Pierre hocha la tête sans un mot, et elle sortit, refermant doucement la porte derrière elle. La solitude retomba sur lui comme une couverture lourde, mais cette fois-ci, il n'était pas complètement seul. Et dans ce petit réconfort, il trouva un semblant de paix, même si, au fond de lui, les questions ne cesseraient jamais de le hanter.

La nuit s'étendit autour de lui, remplie de doutes et de peurs, mais il savait qu'il devrait, d'une manière ou d'une autre, affronter ce qui allait venir. Et même si l'avenir semblait incertain, il n'était plus aussi perdu qu'avant.

Pierre resta là, allongé dans son lit, les yeux fixés sur le plafond sombre. Les mots de Claude et de sa mère tournaient dans sa tête en boucle. Mais quelque chose, un mince espoir, commença à se former dans son esprit : Peut-être que Damien n'est même pas au courant... Peut-être que tout ça n'est qu'un malentendu.

Il pensa à son cousin. À Damien. Ils avaient grandi ensemble, à une époque où les choses étaient simples. À l'époque, tout semblait tellement plus naturel entre eux. Mais maintenant, tout ça semblait irréel, comme si un épais voile de mystère enveloppait la situation.

Pierre se redressa légèrement dans son lit, en proie à un tourbillon de pensées confuses. Damien... Ce n'est pas possible. Il ne peut pas être dans ce complot, dans cette histoire de mariage forcé. Il est mon cousin. On s'est toujours bien entendus, non ?

L'idée qu'il puisse être un simple pion dans un jeu de pouvoir manipulé par son père et son beau-père lui paraissait presque insensée. Damien... il ne serait jamais d'accord avec ça, n'est-ce pas ?

Pierre se leva brusquement de son lit, se dirigeant vers la fenêtre. La nuit était calme, et la lueur de la lune illuminait les rues désertes. De toute façon, demain, j'en parlerai avec lui, pensa-t-il, déterminé. Je vais lui poser les bonnes questions. Il n'y a qu'avec lui que je pourrais comprendre la vérité. Si ce mariage n'est pas ce qu'il semble être, alors je saurai...

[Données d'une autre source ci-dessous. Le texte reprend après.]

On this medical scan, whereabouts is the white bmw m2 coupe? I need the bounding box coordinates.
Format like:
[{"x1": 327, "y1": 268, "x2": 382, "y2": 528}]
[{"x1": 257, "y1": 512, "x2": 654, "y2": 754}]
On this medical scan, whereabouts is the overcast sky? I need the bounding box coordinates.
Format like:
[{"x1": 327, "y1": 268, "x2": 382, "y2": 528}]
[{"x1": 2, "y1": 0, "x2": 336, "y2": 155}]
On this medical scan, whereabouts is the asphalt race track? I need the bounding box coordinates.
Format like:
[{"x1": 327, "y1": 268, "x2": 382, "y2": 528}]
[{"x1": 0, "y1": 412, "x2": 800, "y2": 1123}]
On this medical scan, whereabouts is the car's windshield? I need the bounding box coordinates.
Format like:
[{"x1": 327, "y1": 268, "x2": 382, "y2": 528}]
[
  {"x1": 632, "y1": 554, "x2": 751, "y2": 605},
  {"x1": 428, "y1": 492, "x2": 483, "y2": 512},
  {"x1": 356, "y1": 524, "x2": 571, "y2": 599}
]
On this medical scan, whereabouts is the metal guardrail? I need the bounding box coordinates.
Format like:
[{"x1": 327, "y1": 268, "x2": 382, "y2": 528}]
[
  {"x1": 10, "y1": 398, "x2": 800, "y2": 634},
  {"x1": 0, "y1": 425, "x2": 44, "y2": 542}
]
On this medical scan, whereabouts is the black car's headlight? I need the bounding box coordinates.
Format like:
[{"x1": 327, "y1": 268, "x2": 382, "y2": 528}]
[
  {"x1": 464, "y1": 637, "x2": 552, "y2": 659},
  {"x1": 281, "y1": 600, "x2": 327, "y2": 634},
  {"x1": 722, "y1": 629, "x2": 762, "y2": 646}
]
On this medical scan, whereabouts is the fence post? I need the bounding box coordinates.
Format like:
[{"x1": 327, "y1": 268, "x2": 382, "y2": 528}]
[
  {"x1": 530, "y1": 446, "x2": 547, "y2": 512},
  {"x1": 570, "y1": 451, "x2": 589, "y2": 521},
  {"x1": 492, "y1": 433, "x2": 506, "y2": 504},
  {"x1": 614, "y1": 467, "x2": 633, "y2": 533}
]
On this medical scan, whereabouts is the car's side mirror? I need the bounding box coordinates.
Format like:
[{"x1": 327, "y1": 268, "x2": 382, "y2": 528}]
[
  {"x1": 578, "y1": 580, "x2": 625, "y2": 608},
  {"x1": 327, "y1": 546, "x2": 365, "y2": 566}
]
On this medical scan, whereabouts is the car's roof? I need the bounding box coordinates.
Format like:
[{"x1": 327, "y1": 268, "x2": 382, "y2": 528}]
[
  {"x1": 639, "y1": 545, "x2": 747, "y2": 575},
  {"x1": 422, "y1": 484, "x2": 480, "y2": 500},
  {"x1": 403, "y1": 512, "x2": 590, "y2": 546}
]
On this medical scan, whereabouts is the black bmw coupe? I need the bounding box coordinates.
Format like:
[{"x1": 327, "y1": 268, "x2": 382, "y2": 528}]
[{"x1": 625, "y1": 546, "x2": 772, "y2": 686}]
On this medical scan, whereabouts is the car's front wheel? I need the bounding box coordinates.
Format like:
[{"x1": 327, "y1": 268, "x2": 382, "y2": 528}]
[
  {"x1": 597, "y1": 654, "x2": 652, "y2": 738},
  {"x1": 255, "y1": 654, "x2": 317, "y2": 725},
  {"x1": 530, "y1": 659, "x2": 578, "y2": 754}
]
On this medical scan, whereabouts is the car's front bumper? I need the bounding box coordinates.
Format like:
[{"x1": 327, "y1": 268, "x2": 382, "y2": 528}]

Il s'assit sur le rebord de la fenêtre, les coudes posés sur ses genoux. Il n'arrivait pas à échapper à l'idée que tout cela ressemblait à de la folie, un enchevêtrement de décisions qui n'avait aucun sens. Mais pourquoi tout le monde semble si calme à ce sujet ? se demanda-t-il. Pourquoi tout le monde semble avoir accepté ce mariage comme une vérité, comme si cela allait de soi ?

Un soupir s'échappa de ses lèvres. Peut-être que demain, quand il verrait Damien, tout cela deviendrait plus clair. Peut-être que ce n'était pas aussi grave que ça. Peut-être qu'il allait simplement être pris dans cette situation sans avoir son mot à dire, comme il l'avait toujours été.

Mais non, pensa-t-il en se levant à nouveau, je ne vais pas me laisser faire comme ça. Je vais parler à Damien. Il faut que je sache. C'est de la folie, tout ça. Mais demain, tout s'éclaircira. Je dois croire qu'il y a une solution...

Sur ces réflexions, il se recoucha, son esprit toujours en ébullition. Mais l'angoisse de ne pas savoir le rongeait. Pourtant, dans un coin de sa tête, il s'accrochait à l'idée que tout n'était peut-être qu'un malentendu, une erreur qu'ils pourraient rectifier ensemble. Il n'avait qu'à parler à Damien, et peut-être que les choses prendraient une autre tournure.

Demain, il en saurait plus. Il espérait juste que, lorsqu'il se lèverait, la folie de la situation serait dissipe.